Na visão de Mário Monzone, do Centro de Estudos de Sustentabilidade da FGV, a curva mudou. “Vamos viver esse novo cenário com mais intensidade e as experiências que nós temos mostram a precificação como um complemento”. E aduziu: “Poluir tem que se tornar bem mais caro e isso vai estimular os investimentos na mitigação”. Já o seu colega de painel Shigeo Watanabe (CO2 Consulting) falou que a precificação do carbono é uma transição para prever como viveremos sem os recursos que temos hoje. Destacou que 68% das emissões estão ligadas ao uso da terra (criação de gado e desmatamento) e que nesta transição é preciso precificar as emissões de carbono.

A embaixadora da Noruega, Aud Wiig, disse ter se sentido encorajada, pois o evento promoveu um rico debate entre academia, governo e o setor privado. “Naturalmente temos papéis diferentes, mas são os governos que precisam incentivar e caberá ao setor privado entregar os projetos”.

Luis Fernando Laranja (Kaeté Investimentos) e Humberto Matsuda (Performance Investimentos) discorreram sobre Projetos na Amazônia, mostrando que o nativo precisa de renda e se lhes forem dadas alternativas, como criação de “galinha, porco e peixe”, eles cuidarão da preservação ambiental. “A lógica é apoiar empresas agroindustriais que tenham investimento em agricultura familiar, uma real alternativa ao desmatamento para esses pequenos agricultores”, acentuou Laranja.

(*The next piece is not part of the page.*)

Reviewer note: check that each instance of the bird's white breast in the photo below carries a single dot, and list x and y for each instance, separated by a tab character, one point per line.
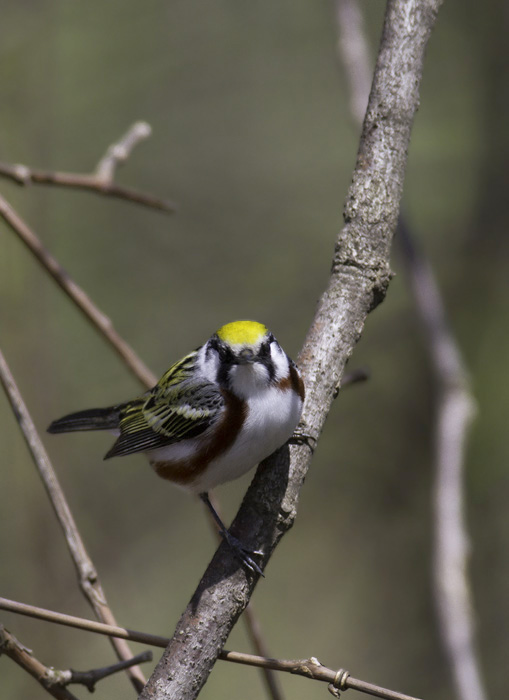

Matsuda destacou que o Brasil precisa gerar valor/riqueza. E não deverá fazê-lo pela via da exploração dos recursos naturais e tampouco da exploração de mão de obra. “O ideal é a geração de produtos e serviços sustentáveis e investimentos em energia renovável”.

Evento ainda reuniu outros players do mercado, como Maíra Rezende (Apex), Denise Pavarina (Task-Force on Climate Related Financial Disclosure), Karen Tanaka UL EHS Sustainability) e Vânia Borgerth (BNDES e Comissão do Relato Integrado), Emir Boravac (ESG specialist Nordea), Chris Fowle (PRI), William Cox (M&E) e Raquel Castelpoggi (Fundação Real Grandeza).

Durante todo o dia o evento reuniu mais de 100 pessoas no Teatro Vivo, na capital paulista.